DAN SHUMAKER COLLECTION
No. 11729. Fokker F.VIIIa (PH-OTO c/n 5045)
Postcard Luchtvaartarchief C. Smit

Fokker F.VIIIa

12/31/2012. Remarks by Johan Visschedijk: "The first Fokker F.VIII appeared in 1927, powered by two 425 hp Bristol Jupiter-engines, with seating for fifteen passengers. KLM put seven of the eight Dutch-built aircraft into service and the eighth was flown by the Hungarian airline Malert (Magyar Légiforgalmi RT). An additional three for Malert were built under license by Manfred Weiss at Budapest, Hungary.
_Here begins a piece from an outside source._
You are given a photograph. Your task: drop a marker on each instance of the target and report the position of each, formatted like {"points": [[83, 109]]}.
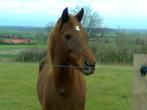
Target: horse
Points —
{"points": [[61, 84]]}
In Britain, Geoffrey Dorman (a well-known pilot and author) wrote enthusiastically: 'The cabin is the finest thing of its kind yet seen. The effect is that of being in a comfortable room rather than being made to sit in a corridor, which is the effect in most machines. Comfortable and roomy armchairs rather like the old Alhambra stalls are fitted, and the whole effect is one of Dutch roominess and solidity which cannot fail to inspire its occupants with a feeling of safety.'

KLM over the course of years favored the F.VIII and when the license-built Gnome & Rhône Jupiters became outdated, the airframes were in such good condition that they were given a new lease of life with the latest type of American engines; first with two Pratt & Whitney Hornets, then with Wright Cyclones, and later with Pratt & Whitney Wasps. The shape of the engine-nacelles was altered in consequence, and the F.VIII was the first KLM aircraft to be fitted with a Townend-ring and later the NACA cowling.

A more radical alteration was performed on the sixth F.VIII. Initially this aircraft was delivered to KLM on May 1, 1928, registered H-NAEH, which was reregistered in the new 'PH' country code for the Netherlands as PH-AEH on February 28, 1929. In 1933, two 690 hp Wright R-1820-F2 Cyclones were integrated into the wings at the Fokker works (as a study project for the planned four-engined machines F.XXII and F.XXXVI), and the aircraft was redesignated F.VIIIa.

PH-AEH was reregistered PH-OTO (as pictured above) on November 9, 1936, when it started service with KLM's 'Fototechnische Dienst', the airline's photographic service. (This was the second KLM aircraft registered PH-OTO, the first was a Fokker F.VIIa, the third an Auster J/1 Autocrat.) On the start of WW II, the aircraft was leased by the Dutch military service in September 1939, and was serialed 951. It was destroyed by German bombs at Waalhaven airfield on May 10, 1940, at the start of the invasion of the Netherlands.

Fokker F.VIII
(H-NAEG) (Bruce-Wigg Collection

06/30/2024. Remarks by Johan Visschedijk: "The H-NAEG had the longest service life of the eleven F.VIIIs built. First registered to KLM as H-NAEG on April 3, 1928, on February 28, 1929, it was also reregistered in the new 'PH' country code as PH-AEG. October 18, 1934, it was sold to the Swedish airline AB Aerotransport, reregistered as SE-AEB and was christened Jämtland. The final owner became the Swedish AF on August 6, 1942, serialed TP11 it served into 1944, subsequently it was scrapped."

Fokker F.VIII


In the early 1930s, Fokker aircraft predominated on the European air routes and were well represented in other spheres. Of 596 landplanes in services on the various European airways in 1933, no fewer than 172 were Fokkers; the remaining 424 were made up of 32 different makes. Second in importance came Junkers with 114 machines and third the French Latécoères with 81 machines. But, whereas seventy of the 114 Junkers were used in Germany and all 81 French machines were in the service of a French company Lignes Aériennes Latécoère, only forty of the 172 Fokkers were held by Dutch companies; 132 Fokkers were held by sixteen foreign enterprises all over the world. Of seventeen European countries operating landplanes, thirteen used Fokkers.

By 1932 no less than seventeen firms or national establishments had obtained license to build Fokker aircraft, a world record that still remains today. Nor is it likely that sensational record flights with aircraft of a single manufacturer will ever again capture the headlines as did the three-engined Fokkers in the years 1925-1930 when they spanned oceans and flew over the inaccessible land tracts, even the remote North Pole."